The weather over north India in the winter season is largely controlled by what are known as ‘western disturbances’, so named because they approach the country from the west. Although these disturbances keep coming throughout the year, they are more predominant during the winter season. They are the primary source of winter rains over the country, which sustain the winter or rabi crops, the southwest monsoon having withdrawn by October. Western disturbances also produce heavy snowfall over the slopes of the Himalayan mountains, at times giving rise to avalanches and causing a disruption of normal life. As these disturbances move away eastwards and weaken, temperatures drop in their wake, leading to cold waves, frost and fog across large parts of India.

The path of the western disturbances can be traced from India to as far back as the Mediterranean Sea, where they originate as low pressure areas. If they can maintain their strength all the way to India, it is easy to imagine what fury they would have over the regions close to the Mediterranean Sea. One such region is what is presently known as Lake Tiberias or Lake Galilee, and described in the Bible as the Sea of Galilee. This is in fact not a sea but a fresh water lake about 166 sq km in size and situated 40 km to the east of the Mediterranean Sea. It is about 200 m below sea level and has steep slopes on all sides.

It was on the western shore of the Sea of Galilee, in a town named Capernaum, that Jesus had delivered the Sermon on the Mount, which was in a sense his inaugural address, containing the most significant of His teachings. On one of the early days of His mission in Galilee, Jesus had narrated the first few of His parables, and gone ahead with His work of teaching and healing. He was being followed by crowds who were gathering in large numbers. At the end of this busy day, Jesus wanted to have a time of rest and seclusion, and decided to go along with His disciples to the other side of the lake or the Sea of Galilee in a boat.

In the mean time, a low pressure area had perhaps been brewing over the Mediterranean Sea and had been moving eastwards on its long journey towards India, passing over the Sea of Galilee on its way. In the Bible, there are three parallel accounts of the storm that caught the disciples of Jesus by surprise later in the night. (Matthew 8:23-27, Mark 4:35-41 and Luke 8:22-25). Compared to what we now call a hurricane, the storm described in the Bible was a very insignificant one. It could have been just a squall. Yet it had left the disciples shaken and made them feel helpless. They felt all the more deserted because Jesus who was with them, had been sleeping soundly in the midst of all the chaos as if unconcerned with their plight. When they woke Him up and sought His help, Jesus got up and rebuked the winds and the waves, and commanded, “Quiet! Be still!”. That was enough for calm to be re-established. The disciples were astonished and said, “What kind of man is this? Even the winds and the waves obey him!”

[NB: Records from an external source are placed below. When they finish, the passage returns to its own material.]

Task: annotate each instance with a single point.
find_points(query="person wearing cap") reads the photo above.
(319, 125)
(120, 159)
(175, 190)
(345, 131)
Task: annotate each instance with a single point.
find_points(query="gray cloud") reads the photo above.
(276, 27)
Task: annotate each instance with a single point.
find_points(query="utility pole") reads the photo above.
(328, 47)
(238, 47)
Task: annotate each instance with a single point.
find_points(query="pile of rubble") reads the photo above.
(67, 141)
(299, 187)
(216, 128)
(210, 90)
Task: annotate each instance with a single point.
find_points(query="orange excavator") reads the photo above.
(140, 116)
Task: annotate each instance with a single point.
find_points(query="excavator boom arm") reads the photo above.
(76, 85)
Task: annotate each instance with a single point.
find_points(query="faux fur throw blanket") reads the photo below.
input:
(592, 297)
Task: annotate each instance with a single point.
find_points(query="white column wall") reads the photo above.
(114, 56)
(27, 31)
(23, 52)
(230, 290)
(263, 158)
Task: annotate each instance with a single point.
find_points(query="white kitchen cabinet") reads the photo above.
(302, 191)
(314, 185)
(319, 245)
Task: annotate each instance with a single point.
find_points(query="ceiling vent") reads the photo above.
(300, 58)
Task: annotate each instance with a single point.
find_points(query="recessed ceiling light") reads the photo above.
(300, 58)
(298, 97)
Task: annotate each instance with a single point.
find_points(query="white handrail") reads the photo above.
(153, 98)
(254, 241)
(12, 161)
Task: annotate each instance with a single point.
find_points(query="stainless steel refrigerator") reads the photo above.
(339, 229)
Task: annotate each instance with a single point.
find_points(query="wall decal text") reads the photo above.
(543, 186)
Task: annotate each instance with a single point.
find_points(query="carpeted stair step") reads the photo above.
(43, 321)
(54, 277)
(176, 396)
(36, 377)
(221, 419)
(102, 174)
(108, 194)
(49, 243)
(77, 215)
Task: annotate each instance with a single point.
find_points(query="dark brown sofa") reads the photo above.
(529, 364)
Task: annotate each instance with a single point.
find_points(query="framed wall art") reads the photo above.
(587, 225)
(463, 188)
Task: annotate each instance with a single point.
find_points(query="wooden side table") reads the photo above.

There is always a tendency to view the events of this type, or miracles, narrated in the Bible, with a degree of skepticism, because they go against the laws of nature as we understand them. But in fact, the Son of Man was just doing, and succeeded in doing, something that Man has forever been trying to do. The most cherished human ambition is to have control over nature.

It is worth recalling that in the aftermath of several devastating hurricanes, the U. S. had launched Project Stormfury in 1960 with the specific aim of taming hurricanes. This experiment was based upon the concept that hurricanes could be weakened by dropping silver iodide into their wall clouds. The project continued for 20 years, but was eventually terminated after the results were found to be inconclusive.

God’s ways and man’s ways are not the same, and there is no reason why they should be the same. “For my thoughts are not your thoughts, neither are your ways my ways, declares the Lord” (Isaiah 55:8).